Common contaminants include sequencing quality scores embedded in text, formatting artifacts like line numbers, ambiguity codes that need standardization, and gap characters from alignment software. Filter DNA provides multiple filtering modes to handle these scenarios, from strict four-base validation to flexible custom character sets.
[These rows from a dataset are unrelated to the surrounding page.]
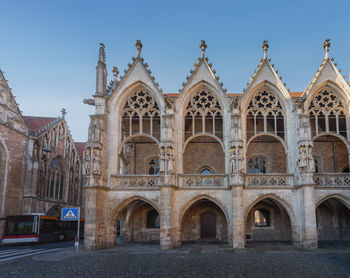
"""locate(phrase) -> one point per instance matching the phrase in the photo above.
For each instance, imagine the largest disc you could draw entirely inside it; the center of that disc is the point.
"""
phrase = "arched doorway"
(139, 156)
(204, 221)
(331, 154)
(137, 221)
(203, 152)
(266, 154)
(268, 222)
(333, 222)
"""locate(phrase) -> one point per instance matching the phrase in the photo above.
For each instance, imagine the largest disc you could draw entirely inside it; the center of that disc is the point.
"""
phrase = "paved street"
(16, 252)
(137, 260)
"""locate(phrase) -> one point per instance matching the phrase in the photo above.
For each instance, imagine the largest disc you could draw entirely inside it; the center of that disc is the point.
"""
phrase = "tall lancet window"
(141, 115)
(203, 115)
(265, 114)
(327, 114)
(55, 181)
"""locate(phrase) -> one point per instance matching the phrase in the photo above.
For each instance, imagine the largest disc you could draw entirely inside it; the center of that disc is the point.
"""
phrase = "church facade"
(264, 165)
(40, 164)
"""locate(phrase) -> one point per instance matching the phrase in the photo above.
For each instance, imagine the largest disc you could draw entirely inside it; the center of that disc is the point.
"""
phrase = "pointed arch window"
(141, 115)
(153, 166)
(265, 114)
(256, 165)
(203, 115)
(56, 181)
(327, 114)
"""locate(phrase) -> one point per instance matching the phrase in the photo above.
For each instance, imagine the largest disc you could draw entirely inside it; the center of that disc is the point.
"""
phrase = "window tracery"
(256, 165)
(327, 114)
(203, 115)
(55, 182)
(141, 115)
(265, 114)
(153, 166)
(153, 220)
(262, 218)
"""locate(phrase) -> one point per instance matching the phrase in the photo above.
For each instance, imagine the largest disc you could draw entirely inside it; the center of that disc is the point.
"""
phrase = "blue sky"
(48, 49)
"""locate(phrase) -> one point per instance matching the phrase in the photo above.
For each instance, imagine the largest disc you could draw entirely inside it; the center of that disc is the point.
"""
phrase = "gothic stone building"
(40, 165)
(265, 165)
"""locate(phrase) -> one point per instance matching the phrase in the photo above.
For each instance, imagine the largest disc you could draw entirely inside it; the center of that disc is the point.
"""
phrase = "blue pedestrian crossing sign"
(70, 214)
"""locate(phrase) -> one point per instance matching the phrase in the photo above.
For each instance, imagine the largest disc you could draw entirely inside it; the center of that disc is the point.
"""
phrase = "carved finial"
(63, 112)
(138, 47)
(265, 46)
(101, 53)
(203, 46)
(326, 46)
(115, 72)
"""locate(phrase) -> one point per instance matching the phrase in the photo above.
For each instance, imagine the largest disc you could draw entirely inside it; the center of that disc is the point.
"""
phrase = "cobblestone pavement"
(139, 260)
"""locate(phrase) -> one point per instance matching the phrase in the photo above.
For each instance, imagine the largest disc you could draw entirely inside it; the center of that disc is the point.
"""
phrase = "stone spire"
(115, 73)
(326, 46)
(101, 72)
(265, 47)
(138, 47)
(64, 113)
(203, 47)
(101, 54)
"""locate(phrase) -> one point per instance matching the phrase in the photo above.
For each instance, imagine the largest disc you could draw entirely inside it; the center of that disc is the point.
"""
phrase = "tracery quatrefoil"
(141, 101)
(325, 100)
(203, 100)
(264, 100)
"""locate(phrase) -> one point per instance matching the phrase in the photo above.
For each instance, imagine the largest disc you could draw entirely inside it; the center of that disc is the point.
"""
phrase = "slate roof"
(80, 146)
(37, 123)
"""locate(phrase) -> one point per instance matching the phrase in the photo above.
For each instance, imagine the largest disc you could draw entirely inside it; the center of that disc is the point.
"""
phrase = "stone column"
(309, 226)
(90, 219)
(238, 217)
(166, 218)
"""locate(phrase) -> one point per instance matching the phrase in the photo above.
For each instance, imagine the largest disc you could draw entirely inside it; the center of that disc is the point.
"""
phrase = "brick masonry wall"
(191, 226)
(139, 231)
(279, 229)
(272, 152)
(15, 144)
(199, 155)
(323, 152)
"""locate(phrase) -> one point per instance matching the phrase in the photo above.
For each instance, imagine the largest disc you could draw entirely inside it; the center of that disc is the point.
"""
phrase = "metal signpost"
(72, 214)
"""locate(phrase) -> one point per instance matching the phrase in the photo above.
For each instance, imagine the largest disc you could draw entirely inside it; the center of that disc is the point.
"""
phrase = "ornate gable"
(10, 115)
(202, 71)
(327, 71)
(137, 72)
(265, 72)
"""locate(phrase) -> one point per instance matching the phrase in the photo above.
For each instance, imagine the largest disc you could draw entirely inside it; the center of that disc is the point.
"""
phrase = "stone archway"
(136, 219)
(331, 153)
(266, 153)
(268, 221)
(203, 220)
(333, 222)
(203, 151)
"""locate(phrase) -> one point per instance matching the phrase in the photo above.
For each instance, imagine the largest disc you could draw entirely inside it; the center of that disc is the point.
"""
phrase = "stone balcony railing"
(332, 179)
(269, 180)
(202, 181)
(135, 181)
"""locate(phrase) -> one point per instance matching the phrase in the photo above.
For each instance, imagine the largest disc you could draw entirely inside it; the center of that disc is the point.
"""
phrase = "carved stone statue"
(236, 158)
(87, 162)
(306, 162)
(96, 161)
(302, 159)
(305, 129)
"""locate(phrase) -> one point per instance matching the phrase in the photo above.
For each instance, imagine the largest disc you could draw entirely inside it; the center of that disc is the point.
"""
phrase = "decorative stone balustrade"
(202, 181)
(332, 180)
(135, 181)
(269, 180)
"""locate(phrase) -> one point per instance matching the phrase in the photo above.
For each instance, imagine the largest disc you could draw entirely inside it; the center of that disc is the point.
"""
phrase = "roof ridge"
(48, 126)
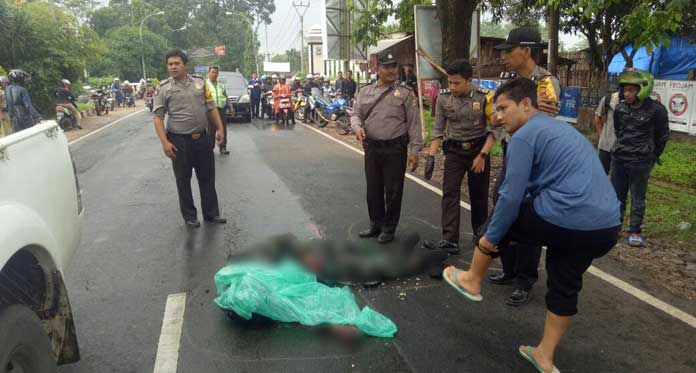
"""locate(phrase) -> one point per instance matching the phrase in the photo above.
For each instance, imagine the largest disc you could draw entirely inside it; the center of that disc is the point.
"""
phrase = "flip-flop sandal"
(527, 355)
(455, 285)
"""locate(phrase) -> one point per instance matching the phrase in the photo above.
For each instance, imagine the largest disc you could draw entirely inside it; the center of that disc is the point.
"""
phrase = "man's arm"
(517, 172)
(661, 130)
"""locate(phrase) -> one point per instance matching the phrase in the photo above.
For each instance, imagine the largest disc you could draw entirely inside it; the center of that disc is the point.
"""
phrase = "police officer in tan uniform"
(189, 107)
(386, 120)
(521, 261)
(463, 114)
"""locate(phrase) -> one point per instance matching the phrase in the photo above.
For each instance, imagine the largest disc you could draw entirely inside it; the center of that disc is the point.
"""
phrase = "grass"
(678, 164)
(671, 215)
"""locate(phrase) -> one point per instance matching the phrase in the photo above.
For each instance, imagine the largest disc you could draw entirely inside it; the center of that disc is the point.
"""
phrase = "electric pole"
(297, 5)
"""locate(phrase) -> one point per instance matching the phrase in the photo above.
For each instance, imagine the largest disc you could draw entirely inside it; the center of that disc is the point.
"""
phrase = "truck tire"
(25, 345)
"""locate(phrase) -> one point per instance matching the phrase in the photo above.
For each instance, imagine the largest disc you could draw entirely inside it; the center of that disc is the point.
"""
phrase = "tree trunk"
(455, 22)
(554, 18)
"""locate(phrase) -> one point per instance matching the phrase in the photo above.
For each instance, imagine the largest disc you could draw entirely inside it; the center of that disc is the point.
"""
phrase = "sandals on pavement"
(526, 353)
(455, 285)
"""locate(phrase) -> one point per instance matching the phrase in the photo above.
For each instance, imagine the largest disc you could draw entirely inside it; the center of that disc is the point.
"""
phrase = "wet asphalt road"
(135, 251)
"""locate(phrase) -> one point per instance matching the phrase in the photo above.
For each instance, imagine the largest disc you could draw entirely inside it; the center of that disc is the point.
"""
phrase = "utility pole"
(297, 5)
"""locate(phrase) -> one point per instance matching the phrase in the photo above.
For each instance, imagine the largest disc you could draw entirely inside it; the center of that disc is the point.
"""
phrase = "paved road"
(135, 252)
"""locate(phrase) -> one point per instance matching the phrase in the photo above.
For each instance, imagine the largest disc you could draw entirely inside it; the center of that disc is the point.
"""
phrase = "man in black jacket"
(641, 125)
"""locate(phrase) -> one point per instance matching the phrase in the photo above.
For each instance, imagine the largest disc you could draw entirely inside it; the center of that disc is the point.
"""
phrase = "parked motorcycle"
(65, 118)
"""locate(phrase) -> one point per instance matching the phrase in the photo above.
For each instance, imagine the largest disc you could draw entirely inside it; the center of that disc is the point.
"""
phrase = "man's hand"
(413, 163)
(170, 150)
(360, 134)
(548, 106)
(479, 164)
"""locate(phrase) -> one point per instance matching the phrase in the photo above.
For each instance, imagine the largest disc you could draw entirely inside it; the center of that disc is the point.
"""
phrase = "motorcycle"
(101, 104)
(299, 103)
(284, 106)
(65, 118)
(130, 100)
(149, 101)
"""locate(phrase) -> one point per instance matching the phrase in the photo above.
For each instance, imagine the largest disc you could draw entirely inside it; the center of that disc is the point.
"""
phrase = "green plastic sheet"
(287, 292)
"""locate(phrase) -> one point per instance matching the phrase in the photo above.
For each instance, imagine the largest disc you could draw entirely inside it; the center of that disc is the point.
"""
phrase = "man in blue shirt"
(555, 194)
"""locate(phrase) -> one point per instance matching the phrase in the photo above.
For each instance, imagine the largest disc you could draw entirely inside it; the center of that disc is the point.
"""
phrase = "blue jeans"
(632, 176)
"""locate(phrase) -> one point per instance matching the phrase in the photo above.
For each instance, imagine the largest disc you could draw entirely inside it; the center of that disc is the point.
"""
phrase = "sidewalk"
(93, 123)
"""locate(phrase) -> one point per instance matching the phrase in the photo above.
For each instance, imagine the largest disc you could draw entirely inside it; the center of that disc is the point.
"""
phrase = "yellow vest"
(218, 92)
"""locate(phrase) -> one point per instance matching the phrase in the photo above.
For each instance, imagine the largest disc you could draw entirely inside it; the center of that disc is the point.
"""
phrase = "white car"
(40, 216)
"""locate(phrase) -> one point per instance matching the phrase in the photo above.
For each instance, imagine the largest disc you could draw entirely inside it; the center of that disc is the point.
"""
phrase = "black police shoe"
(385, 237)
(216, 220)
(518, 298)
(501, 278)
(370, 232)
(194, 223)
(448, 246)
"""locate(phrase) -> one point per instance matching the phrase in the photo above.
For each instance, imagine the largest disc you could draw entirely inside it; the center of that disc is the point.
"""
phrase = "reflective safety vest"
(217, 90)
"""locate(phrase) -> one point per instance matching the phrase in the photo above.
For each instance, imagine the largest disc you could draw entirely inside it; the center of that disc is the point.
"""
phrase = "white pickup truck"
(40, 216)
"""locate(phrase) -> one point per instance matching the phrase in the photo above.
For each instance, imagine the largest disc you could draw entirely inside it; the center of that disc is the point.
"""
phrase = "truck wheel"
(25, 346)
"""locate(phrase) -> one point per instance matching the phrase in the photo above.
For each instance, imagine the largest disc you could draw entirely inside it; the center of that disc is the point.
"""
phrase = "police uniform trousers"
(213, 130)
(458, 162)
(385, 169)
(195, 154)
(520, 260)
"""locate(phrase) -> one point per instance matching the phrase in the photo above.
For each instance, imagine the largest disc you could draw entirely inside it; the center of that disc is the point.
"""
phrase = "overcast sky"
(283, 32)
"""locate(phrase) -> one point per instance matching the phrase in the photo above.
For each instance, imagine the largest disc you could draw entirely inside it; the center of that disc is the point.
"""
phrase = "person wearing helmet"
(22, 112)
(118, 93)
(5, 125)
(65, 99)
(641, 126)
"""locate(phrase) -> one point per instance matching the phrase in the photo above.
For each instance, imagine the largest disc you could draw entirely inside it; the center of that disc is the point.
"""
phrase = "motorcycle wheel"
(342, 125)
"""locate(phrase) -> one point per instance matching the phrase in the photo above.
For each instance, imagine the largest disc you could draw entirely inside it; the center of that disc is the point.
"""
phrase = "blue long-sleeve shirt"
(556, 165)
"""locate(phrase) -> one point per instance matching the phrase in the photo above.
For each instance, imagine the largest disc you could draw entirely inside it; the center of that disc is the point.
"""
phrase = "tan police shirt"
(186, 103)
(396, 115)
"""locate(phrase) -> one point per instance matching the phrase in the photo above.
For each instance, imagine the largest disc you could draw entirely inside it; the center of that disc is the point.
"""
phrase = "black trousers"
(255, 104)
(569, 254)
(195, 155)
(521, 260)
(458, 163)
(385, 168)
(213, 130)
(605, 159)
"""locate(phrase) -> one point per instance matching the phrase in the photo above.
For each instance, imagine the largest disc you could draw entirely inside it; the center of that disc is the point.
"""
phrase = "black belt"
(194, 135)
(401, 140)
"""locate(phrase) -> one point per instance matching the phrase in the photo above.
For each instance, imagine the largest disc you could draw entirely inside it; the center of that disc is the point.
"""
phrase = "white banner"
(679, 97)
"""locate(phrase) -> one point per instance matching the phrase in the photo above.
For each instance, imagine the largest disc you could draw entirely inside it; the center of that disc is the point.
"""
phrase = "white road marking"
(167, 358)
(626, 287)
(105, 127)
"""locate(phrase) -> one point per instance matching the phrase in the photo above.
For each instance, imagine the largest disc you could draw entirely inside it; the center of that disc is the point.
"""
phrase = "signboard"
(429, 39)
(276, 67)
(679, 97)
(336, 26)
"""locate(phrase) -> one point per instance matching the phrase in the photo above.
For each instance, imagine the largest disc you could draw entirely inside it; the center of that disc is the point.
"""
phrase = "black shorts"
(569, 253)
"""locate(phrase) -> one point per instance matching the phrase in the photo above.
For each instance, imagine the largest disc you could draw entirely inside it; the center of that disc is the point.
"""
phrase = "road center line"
(105, 127)
(167, 358)
(622, 285)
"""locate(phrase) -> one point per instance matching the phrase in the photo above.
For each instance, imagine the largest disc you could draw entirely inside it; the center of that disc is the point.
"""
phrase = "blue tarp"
(668, 63)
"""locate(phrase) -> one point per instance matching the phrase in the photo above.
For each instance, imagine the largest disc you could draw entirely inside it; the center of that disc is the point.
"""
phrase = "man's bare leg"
(554, 328)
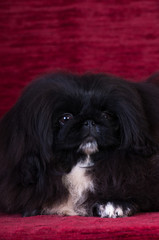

How to use Filter DNA online
ProteinIQ runs Filter DNA entirely in the browser, processing sequences client-side without uploading data to servers.
Input
Paste DNA sequences in FASTA format or plain text, or upload a file. The tool accepts sequences containing any characters—cleaning invalid content is its purpose.
| Format | Extensions |
|---|---|
| Text | .txt |
| FASTA | .fasta, .fa, .fas, .fna |
Filter modes
| Mode | Characters kept |
|---|---|
Standard 4 bases | A, C, G, T only |
Standard 4 + N | A, C, G, T, N (unknown) |
IUPAC nucleotide codes | All 15 IUPAC ambiguity codes (A, C, G, T, R, Y, S, W, K, M, B, D, H, V, N) |
IUPAC + gap | IUPAC codes plus gap characters (-, .) |
All letters | A–Z (any letter) |
All letters + gap | A–Z, -, . |
Remove whitespace only | Everything except spaces, tabs, newlines |
Remove digits only | Everything except 0–9 |
Remove digits and whitespace | Everything except digits and spaces |
Custom allowed characters | User-specified character set |
IUPAC codes represent ambiguity in sequencing or phylogenetic analysis: R (A or G), Y (C or T), M (A or C), K (G or T), S (G or C), W (A or T), B (not A), D (not C), H (not T), V (not G), N (any base).
Replacement options
| Action | Result |
|---|---|
Delete | Remove invalid characters completely |
N | Replace with N (unknown nucleotide, uppercase) |
n | Replace with n (lowercase) |
- | Replace with gap character |
. | Replace with period (alternative gap notation) |
? | Replace with question mark (unknown) |
X | Replace with X (masked, uppercase) |
x | Replace with x (lowercase) |
Custom character | Replace with user-specified character |
Output formatting
| Setting | Description |
|---|---|
Output case | Convert to uppercase, lowercase, or preserve original case |
Preserve FASTA headers | Keep sequence identifiers and descriptions (enabled by default) |
Line length | Characters per line (default 80; set to 0 for no wrapping) |
Results
Filtered sequences in FASTA or plain text format, with statistics showing how many characters were removed or replaced.
Applications
Pre-processing for analysis tools: Many bioinformatics algorithms require clean four-base sequences (A, C, G, T) and fail when encountering digits, whitespace, or special characters.
Standardizing ambiguity codes: Convert IUPAC codes to N for tools that don't support degeneracy, or validate that sequences contain only standard ambiguity notation.
Removing formatting artifacts: Strip line numbers, quality scores, or other metadata accidentally included in sequence text.
Alignment cleanup: Remove gap characters from aligned sequences before submission to databases or tools expecting ungapped input.
Data quality control: Identify and quantify problematic characters in sequence files before analysis pipelines.